Saint Paul, MN, cataloger Rivertown Trading Co. offered its customers upsell items specifically targeted to the individual caller this holiday season, as part of a test of software newly-designed for call centers.
The software, produced by Net Perceptions, Minneapolis, is a telephony-based version of technology that has been previously used by online retailers. Just as Web retailers, such as Amazon.com, tell customers who are purchasing a book what other books buyers of their selection have bought, the new program, Net Perceptions for Call Centers, allows call center agents to do the same thing.

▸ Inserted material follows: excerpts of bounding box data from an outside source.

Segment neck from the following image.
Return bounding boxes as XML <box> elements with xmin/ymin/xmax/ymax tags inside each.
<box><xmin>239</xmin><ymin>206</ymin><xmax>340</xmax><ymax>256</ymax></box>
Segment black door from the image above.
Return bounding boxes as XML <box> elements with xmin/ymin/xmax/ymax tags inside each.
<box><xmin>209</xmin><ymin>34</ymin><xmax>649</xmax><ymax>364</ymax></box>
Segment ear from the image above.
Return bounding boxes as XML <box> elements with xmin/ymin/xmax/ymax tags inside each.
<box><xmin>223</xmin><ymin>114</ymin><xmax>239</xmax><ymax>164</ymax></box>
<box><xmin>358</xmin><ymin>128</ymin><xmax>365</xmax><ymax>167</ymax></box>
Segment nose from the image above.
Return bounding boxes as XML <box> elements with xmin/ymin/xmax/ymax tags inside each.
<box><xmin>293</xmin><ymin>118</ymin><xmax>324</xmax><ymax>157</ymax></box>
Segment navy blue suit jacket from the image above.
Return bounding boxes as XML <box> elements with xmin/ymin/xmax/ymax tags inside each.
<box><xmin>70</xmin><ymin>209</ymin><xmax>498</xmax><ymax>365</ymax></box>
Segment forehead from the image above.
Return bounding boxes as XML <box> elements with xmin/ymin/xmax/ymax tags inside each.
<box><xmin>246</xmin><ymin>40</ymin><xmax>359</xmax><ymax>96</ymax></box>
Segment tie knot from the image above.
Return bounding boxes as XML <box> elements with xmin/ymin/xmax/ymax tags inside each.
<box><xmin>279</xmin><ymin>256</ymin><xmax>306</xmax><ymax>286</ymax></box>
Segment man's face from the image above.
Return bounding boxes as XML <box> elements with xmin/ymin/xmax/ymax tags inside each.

“What it does is filter out vast amounts of data rapidly in real-time mode. The software allows vendors to look at consumer relationships to products and assign appropriate preferences,” said Prakash Puram, general manager, consumer and retail marketing for Net Perceptions. “It will look at you and try to compare you to other people similar to you and draw inferences about what your likes and dislikes may be.”
For Rivertown Trading, this represented a shift in upsell strategy.
“Before we had selected products based on the product's sales history rather than on customer preference,” said Donna Avery, Rivertown Trading president.
While complete results of the test, conducted on three of the company's catalogs–Daily Planet, Signals and Video — were not available, preliminary impressions were positive.
“The overall sense we have is that it has been able to give a significant lift to our ability to add dollars to sales through upselling products that are more targeted,” Avery said. “The group lens allows us to highlight products that seem to be a good fit.”
Test runs of the product by prospective clients have resulted in 30 percent to 40 percent increases in the number of upsells, and in one case a doubling of the number of upsells, according to Net Perceptions chief technological officer Paul Bieganski.
The program is purely mathematical in its analysis of products that a customer has purchased. It studies the mix of products ordered, and in the case of a repeat customer, merges that with the history of what the customer has purchased in the past. It then draws from product mixes closest to the mix that the customer has ordered when making a recommendation. As a result, the upsell items may vary significantly from what the customer has ordered, Puram said. So for example, if previous customers have purchased several candles and a pair of socks, the computer might recommend socks to a candle buyer, though that might not be the most logical choice.
“Our software is not concerned about what the products are, its about what the product mix is,” said Puram.
Puram defends the computer's selection of what might on the surface look like illogical choices by noting that people have varied tastes and may not always want related items.
“When I worked at IBM I bought a lot of white shirts because I had to wear them for work, but that is not the only thing I liked to buy. On my days off I wore completely different things,” he said.
While the computer program does not concern itself with the nature of the product, it can be taught certain characteristics of products. For example, it can learn that candles are replaceable items and therefore people who buy them may need to replace them at a future visit.
For Rivertown Trading, these back end computations seemed like not only a way to increase sales but a way to add value to the customer communication.
“We are always interested in providing better service to our customers. Understanding them better and knowing better what their needs are is one way to do that,” Avery said.
At Rivertown Trading, customers are not told that the products they are being offered as upsell have been selected for them by a computer. The company felt it would be simpler to offer the products as regular upsells.
Early indications show that the software will most likely be continued after its initial test.
“Preliminary impressions are that we will continue to with this method in the future,” Avery said.